Winn Dixie principally relies on Strother v. Morrison Cafeteria, 383 So.2d 623 (Fla.1980). The issue in that case was whether the injury was covered by workers’ compensation when the assault took place outside the time and space limits of the worker’s employment. The employee, a cafeteria cashier, on two previous occasions had driven the manager to the bank with the day’s receipts. At the end of her shift on the day of the incident, she drove directly home, where she was assaulted and her purse was stolen. The industrial claims judge ruled that the woman’s injuries were compensable. The Industrial Relations Commission reversed and denied her claim because it found her injuries were not sustained “in the course of” her employment. The Florida Supreme Court then quashed the commission’s order and reinstated the order of the industrial claims judge.
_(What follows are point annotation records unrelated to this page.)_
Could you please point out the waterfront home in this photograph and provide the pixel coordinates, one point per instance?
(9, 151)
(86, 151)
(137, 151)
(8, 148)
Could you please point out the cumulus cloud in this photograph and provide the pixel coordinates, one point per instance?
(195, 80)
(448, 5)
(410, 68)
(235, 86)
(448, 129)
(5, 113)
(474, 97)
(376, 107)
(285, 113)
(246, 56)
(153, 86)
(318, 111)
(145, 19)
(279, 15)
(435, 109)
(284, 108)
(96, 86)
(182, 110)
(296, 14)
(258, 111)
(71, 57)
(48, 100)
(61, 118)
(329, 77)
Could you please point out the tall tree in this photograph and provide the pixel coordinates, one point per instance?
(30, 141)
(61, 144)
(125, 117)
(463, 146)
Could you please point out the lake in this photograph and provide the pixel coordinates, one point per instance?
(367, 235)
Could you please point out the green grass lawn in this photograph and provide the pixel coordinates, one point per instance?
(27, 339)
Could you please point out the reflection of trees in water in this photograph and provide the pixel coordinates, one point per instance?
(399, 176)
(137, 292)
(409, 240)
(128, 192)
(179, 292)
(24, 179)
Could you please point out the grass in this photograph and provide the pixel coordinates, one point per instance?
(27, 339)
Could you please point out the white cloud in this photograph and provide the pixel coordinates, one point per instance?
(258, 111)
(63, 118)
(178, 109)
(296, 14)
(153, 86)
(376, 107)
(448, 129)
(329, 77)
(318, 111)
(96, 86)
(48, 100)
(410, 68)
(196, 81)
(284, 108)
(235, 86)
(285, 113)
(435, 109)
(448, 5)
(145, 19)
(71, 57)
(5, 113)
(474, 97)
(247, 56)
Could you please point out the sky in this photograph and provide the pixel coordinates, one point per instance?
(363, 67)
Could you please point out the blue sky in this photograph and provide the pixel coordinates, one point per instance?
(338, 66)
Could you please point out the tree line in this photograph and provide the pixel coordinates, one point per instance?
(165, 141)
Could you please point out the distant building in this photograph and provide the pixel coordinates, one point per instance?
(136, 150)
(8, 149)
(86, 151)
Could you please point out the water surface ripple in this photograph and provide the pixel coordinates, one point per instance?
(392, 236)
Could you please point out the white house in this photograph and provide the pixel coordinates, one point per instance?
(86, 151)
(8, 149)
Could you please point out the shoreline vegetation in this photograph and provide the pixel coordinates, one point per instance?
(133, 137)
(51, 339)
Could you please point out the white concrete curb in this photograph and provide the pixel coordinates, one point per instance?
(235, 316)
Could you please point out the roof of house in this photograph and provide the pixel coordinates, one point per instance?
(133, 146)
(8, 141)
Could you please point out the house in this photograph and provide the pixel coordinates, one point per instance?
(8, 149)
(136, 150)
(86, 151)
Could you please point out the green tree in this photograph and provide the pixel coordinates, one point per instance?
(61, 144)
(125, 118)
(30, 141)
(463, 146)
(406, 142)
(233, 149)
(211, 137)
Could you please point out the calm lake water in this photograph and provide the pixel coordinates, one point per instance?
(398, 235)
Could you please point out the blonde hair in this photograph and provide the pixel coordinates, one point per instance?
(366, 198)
The court discussed its earlier decision, Bituminous Casualty Corp. v. Richardson, 148 Fla. 323, 4 So.2d 378 (1941), in which it set up a two-prong test, requiring that a work related injury must both (1) arise out of and (2) occur in the course of employment. If the origin or cause of the accident was the employment, then it arose out of the employment; if it occurred while the employee was fulfilling the duties of his employment or engaged in some act incidental thereto, then it took place in the course of the employment. Later, in Southern Bell Telephone and Telegraph Co. v. McCook, 355 So.2d 1166 (Fla.1977), the court reemphasized the necessity of proving “arising out of” and “in the course of” as two separate elements, and further defined “arising out of” to mean originating in some risk connected with employment or flowing as a natural consequence from the employment.

Next, the Strother court acknowledged that in other decisions, “arising out of” and “in the course of” were not treated as two distinct elements, but were merged into a test of work connectedness, citing Fidelity & Casualty Co. of New York v. Moore, 143 Fla. 103, 196 So. 495 (1940), as an example. The court resolved any conflict by determining that “arising” in the test “arising out of” also modifies “in the course of,” so that it becomes unnecessary to prove that the injury occurred within the time and space limits of employment, so long as its origin was within those limits and so long as the origin and the injury are connected parts of a single work-related incident. The court concluded as follows:

We hold that to be compensable, an injury must arise out of employment in the sense of causation and be in the course of employment in the sense of continuity of time, space, and circumstances. This latter factor may be proved by showing that the causative factors occurred during the time and space limits of employment.
Thus, employing this test, we hold that Strother’s injury is compensable. There is no issue that the injury sustained as a result of the assault arose out of employment. Furthermore, it had its genesis at the place of employment since the assailants were actually on the business premises, casing it so to speak, and, then when Strother left, they followed her home and there assaulted her and robbed her of her purse which they thought contained the cafeteria’s cash receipts. The time bomb began ticking while she was on the business premises and during working hours.

Strother, 383 So.2d at 628.

In the case before us, the manager was attacked because he had the keys to the store and the combination to the safe and could turn off the alarm. Therefore, workers’ compensation benefits were payable, and the personal representatives were not entitled to tort relief from the employer.

We can discern no material issue of fact on this record. On remand, judgment is to be entered for Appellant.

ANSTEAD and KLEIN, JJ., concur.. 
      
      . We have jurisdiction pursuant to rule 9.130(a)(3)(C)(vi), providing for review of non-final orders that determine that a party is not entitled to workers’ compensation immunity as a matter of law.